Richard Martineau, le 7 juin, sur le hidjab : « Comme on pouvait le prévoir, l’ineffable Françoise David, ex-féministe qui fait maintenant des courbettes devant les extrémistes religieux (du moins, ceux qui ne sont pas d’obédience catholique, « ouverture » envers les autres communautés oblige), Mme David, donc, applaudit la décision des augustes commissaires à quatre mains [sic]. »
Je suis rarement d’accord avec Mme David, mais aujourd’hui je me range de son bord. « Qui suis-je, moi, comme féministe, disait-elle le 26 mai, pour dire à mes soeurs : tu dois ou non porter le voile ? Est-ce que je vais aussi interdire à une religieuse de porter une croix ? Sous le voile, il y une femme. » Objection de Martineau : celles qui sont allées dire à la Commission qu’elles portent le hidjab de leur plein gré étaient téléguidées par des barbus fanatiques ; rien ne doit être retenu de leur témoignage. Sous-entendu : que vaut la parole d’une femme ? Surtout quand elle est musulmane.
Sans doute vais-je en scandaliser plusieurs en avouant que le port du foulard, je ne suis ni pour ni contre. Je considère que ça ne me regarde pas. Et il ne m’entre pas dans la tête qu’une prof de mathématique de Brossard qui porte le hidjab devant ses élèves est le bras armé de Ben Laden. Elle est soumise à des pressions de son milieu : père, frère, mari, imam ? Sans doute, mais il ne s’agit ni de burka, ni de mariage forcé, ni d’excision, sacrebleu ! À propos de contrôle vestimentaire, les filles qui dévoilent leurs charmes, au grand désarroi de certaines féministes, elles ne sont pas soumises elles aussi à des pressions sociales ? Bien sûr, mais ces pressions n’étant pas religieuses, tout le monde s’en fout.
Il n’y a en fait que le Conseil du statut de la femme pour soutenir que l’égalité homme-femme est constamment menacée, que la femme est un être à ce point socio-dégradable qu’il faut à tout prix la barder de règles protectrices. Celles qui se couvrent la tête autant que celles qui découvrent les autres parties de leur corps sont des inconscientes et doivent être rééduquées ! L’État doit se donner comme nouvelle mission de codifier la manière de s’habiller ou de se déshabiller des personnes du beau sexe ! Évidemment, il sera plus facile d’interdire le port du foulard à une jeune musulmane que d’obliger une jeune « de souche » à cacher son G-String.

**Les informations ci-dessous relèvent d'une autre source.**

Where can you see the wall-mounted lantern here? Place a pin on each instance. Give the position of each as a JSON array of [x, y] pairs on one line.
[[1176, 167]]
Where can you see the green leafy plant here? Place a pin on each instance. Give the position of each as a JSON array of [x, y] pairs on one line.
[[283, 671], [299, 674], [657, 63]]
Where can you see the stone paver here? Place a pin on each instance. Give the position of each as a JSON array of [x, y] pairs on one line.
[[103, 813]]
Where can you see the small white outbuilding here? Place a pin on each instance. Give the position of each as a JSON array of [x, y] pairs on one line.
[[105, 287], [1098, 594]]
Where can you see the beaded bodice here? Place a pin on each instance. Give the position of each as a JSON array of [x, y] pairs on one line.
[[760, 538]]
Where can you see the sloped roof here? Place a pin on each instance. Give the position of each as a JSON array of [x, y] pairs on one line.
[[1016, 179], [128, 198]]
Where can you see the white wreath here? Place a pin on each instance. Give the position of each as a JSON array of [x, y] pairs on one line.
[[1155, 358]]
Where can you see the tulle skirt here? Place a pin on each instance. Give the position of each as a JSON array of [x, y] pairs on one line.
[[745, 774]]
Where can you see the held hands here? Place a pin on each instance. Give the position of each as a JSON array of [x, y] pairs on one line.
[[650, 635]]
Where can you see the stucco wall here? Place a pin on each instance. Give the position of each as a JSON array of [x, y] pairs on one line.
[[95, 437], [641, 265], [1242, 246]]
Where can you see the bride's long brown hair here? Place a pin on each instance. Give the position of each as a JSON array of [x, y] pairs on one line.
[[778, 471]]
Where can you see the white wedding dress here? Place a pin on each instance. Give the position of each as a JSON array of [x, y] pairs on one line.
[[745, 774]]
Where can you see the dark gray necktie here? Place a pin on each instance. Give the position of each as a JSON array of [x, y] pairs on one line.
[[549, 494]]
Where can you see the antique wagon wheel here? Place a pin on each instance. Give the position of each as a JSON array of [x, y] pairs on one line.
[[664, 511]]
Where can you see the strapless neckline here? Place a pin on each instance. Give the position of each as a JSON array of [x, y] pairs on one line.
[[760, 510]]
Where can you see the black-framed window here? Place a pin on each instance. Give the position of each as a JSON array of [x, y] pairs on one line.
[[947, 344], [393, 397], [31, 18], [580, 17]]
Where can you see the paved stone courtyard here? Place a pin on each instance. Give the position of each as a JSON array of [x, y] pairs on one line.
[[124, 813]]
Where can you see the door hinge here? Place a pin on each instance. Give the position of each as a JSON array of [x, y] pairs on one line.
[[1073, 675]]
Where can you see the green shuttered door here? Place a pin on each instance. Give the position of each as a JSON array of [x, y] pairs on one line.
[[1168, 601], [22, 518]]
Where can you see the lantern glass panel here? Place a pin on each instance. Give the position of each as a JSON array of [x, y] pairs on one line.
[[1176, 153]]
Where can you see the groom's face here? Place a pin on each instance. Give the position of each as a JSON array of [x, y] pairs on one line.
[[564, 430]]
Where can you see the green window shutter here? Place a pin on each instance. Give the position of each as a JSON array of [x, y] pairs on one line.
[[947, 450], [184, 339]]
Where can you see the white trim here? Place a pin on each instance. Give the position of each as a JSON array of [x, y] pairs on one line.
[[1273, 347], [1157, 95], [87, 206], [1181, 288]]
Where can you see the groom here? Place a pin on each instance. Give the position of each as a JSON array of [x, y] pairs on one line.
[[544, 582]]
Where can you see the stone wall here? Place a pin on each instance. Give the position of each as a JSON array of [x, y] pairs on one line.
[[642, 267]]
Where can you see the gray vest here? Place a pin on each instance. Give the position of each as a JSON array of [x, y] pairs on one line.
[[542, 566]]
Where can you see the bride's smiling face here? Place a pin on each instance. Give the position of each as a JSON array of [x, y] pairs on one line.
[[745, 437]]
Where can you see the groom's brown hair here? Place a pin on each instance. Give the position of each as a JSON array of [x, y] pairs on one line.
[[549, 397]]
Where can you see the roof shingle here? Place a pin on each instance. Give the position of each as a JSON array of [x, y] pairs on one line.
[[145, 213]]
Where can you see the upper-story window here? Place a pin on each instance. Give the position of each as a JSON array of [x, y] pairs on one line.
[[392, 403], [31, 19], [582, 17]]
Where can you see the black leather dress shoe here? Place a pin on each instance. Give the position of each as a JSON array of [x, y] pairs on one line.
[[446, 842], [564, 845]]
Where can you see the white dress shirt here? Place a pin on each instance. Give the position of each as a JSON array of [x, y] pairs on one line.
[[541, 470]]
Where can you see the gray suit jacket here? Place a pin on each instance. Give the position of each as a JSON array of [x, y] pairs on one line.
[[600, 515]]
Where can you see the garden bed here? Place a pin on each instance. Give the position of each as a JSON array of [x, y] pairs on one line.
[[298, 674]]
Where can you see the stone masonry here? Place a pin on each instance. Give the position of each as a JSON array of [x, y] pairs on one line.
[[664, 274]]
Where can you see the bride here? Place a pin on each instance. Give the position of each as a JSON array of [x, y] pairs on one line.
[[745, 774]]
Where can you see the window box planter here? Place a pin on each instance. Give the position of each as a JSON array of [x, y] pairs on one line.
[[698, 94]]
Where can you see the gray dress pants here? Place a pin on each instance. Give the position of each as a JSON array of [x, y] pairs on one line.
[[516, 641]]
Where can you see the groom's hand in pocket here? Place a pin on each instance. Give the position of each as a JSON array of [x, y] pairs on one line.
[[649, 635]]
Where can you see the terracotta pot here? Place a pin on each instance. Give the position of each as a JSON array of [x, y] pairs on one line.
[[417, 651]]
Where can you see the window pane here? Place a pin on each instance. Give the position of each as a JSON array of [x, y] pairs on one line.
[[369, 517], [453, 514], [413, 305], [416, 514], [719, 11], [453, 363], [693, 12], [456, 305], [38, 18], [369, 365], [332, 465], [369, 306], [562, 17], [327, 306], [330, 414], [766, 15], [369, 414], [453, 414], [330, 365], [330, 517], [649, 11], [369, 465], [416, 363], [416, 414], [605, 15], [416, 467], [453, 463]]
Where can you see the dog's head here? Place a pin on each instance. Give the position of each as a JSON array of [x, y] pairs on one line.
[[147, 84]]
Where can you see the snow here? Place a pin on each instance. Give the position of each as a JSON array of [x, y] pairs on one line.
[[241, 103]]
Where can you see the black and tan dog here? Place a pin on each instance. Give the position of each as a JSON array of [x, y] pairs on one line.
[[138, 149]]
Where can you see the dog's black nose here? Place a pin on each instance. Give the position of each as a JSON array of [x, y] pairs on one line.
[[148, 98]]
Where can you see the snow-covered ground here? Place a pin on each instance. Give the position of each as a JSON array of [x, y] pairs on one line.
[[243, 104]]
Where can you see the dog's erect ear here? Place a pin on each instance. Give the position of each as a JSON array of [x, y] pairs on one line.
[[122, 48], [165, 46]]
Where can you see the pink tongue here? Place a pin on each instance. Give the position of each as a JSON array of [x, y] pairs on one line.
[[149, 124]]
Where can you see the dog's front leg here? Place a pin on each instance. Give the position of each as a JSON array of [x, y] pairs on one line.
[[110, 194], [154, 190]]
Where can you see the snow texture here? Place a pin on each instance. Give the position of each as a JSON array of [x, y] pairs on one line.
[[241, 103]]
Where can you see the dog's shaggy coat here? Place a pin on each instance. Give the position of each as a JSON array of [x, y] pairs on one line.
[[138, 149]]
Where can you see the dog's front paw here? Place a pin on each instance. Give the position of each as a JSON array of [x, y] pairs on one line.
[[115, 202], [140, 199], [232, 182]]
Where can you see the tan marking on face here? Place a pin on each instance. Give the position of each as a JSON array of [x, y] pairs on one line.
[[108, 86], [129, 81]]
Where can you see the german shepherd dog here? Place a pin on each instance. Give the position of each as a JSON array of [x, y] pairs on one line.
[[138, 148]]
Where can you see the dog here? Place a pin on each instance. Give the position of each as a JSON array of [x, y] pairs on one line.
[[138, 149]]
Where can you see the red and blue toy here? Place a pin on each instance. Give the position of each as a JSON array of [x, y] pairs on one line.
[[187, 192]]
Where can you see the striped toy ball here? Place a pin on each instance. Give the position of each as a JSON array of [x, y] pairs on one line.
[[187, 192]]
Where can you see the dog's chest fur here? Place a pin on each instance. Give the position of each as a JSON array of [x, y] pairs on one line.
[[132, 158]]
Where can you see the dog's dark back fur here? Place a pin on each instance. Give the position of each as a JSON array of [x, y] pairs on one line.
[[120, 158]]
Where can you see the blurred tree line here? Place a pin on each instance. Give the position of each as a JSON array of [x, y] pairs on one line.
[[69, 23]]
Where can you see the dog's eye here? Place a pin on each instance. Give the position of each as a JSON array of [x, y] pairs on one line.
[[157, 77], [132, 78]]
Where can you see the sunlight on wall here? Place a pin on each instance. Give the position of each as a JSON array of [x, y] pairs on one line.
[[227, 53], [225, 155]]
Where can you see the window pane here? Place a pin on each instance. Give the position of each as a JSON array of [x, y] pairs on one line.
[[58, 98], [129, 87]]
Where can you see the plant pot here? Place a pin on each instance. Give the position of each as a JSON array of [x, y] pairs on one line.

Ce qui me turlupine le plus dans toute cette histoire de voile, c’est la fixation exclusive sur le phénomène religieux. Qu’on me comprenne bien : personnellement, je ne crois ni à Dieu ni à Diable. Je ne nie pas les méfaits historiques des religions, mais il me paraît évident que le potentiel oppresseur des idéologies séculières est tout aussi réel. La perte d’influence des religions au XXe siècle n’a pas empêché ce dernier d’être le plus meurtrier de l’Histoire. Mao, Staline, Pol Pot et consorts massacraient au nom d’une idéologie athée, le marxisme-léninisme. Hitler exterminait au nom d’une idéologie raciste à saveur mythologique qui est aux antipodes des fondements du christianisme. Comme dit si bien Marc Angenot, « l’idéologue ne perd jamais confiance en son idéologie, il se borne, si nécessaire, à cesser de croire à la réalité ». Ou à la transformer au prix de millions de morts pour qu’elle se conforme à ses lubies.
Je me méfie des religions comme de la peste, mais tout autant du choléra, c’est-à-dire des idéologies. Réjouissons-nous : les féministes québécoises ne sont pas toutes des idéologues. Elles n’ont pas toutes cessé de croire à la réalité... et d’en tenir compte dans leurs prises de position. Moins obsédée de contrôle social que le CSF, la Fédération des Femmes du Québec appuie quant à elle les recommandations très mesurées de nos « commissaires à quatre mains » en ce qui touche le port du voile dans les institutions publiques. Martineau dira qu’il s’agit là d’ex-féministes.
Dans ma jeunesse, le Québec était peuplé de catholiques plus catholiques que le pape. Les temps ont bien changé. Oui, il faut combattre l’islamo-fascisme. Ces gens-là nous les cassent. Mais plutôt que de nous attaquer à leurs victimes de sexe féminin, tirons la barbe des barbus.